The 34-year-old has tracked his journey on Instagram along the way. And new side-by-side photos show just how much larger he’s become while preparing for the inaugural Enhanced Games in Las Vegas.
James Magnussen looks unrecognizable after preparing for the Enhanced Games. Contests are encouraged to use performance-enhancing drugs to break world records. If they break a record, they get $1 million. pic.twitter.com/2uX8yP1ehx
— Joe Pompliano (@JoePompliano) May 29, 2025
The Enhanced Games were first created in 2023 by Australian businessman Aron D’Souz. The premise of the games is to see just what athletes can accomplish with the full backing of medical science. If athletes break a world record at the event, they will be given a $1 million bonus.

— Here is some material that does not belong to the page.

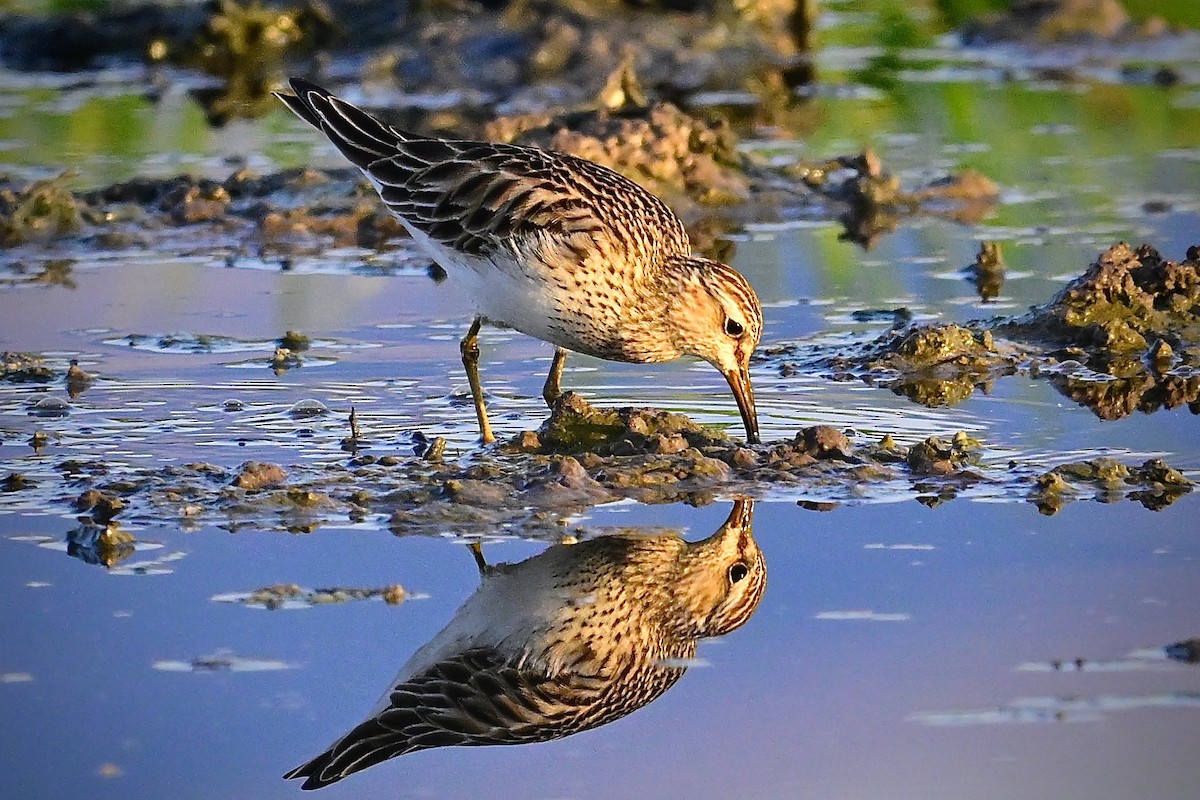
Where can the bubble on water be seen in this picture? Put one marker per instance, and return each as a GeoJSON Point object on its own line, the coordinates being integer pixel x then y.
{"type": "Point", "coordinates": [307, 408]}
{"type": "Point", "coordinates": [49, 407]}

“Fundamentally, the Olympics are broken,” D’Souza told the New York Post. “The Olympics are bloated and over-bureaucratized. The many layers of organizations and committees and subcommittees and federations are an alphabet soup that has created an unbridgeable gulf between the athletes and the Olympic apparatus that is meant to sustain them.”
D’Souza claims that his event gives power back to athletes.
“We believe that individuals are best placed to make decisions about their own bodies, in consultation with their doctors. Therefore, we would welcome all performance therapies that are done under medical supervision,” he stated.
Magnussen is undeniably much larger than he was in London in 2012 and Rio De Janeiro in 2016 for the Olympics, where he claimed two bronze medals and one silver. But the question is whether that added mass will lead to faster swimming.
Notably, Greek former Olympic Kristian Gkolomeev swam 20.89-second 50-meter freestyle time trial in the US in February. Gkolomeev, who is also training for the enhanced games, “broke” the 2009 world record set by Brazil’s Cesar Ciello by .02 seconds.
Notably, however, Gkolomeev wore a full-body suit that was banned by World Aquatics shortly after Ciello’s record-setting swim. So it’s hard to say how much is attributed to the PEDs compared to the suit.
However, one thing is certain: for better or worse, the Enhanced Games will be quite the spectacle.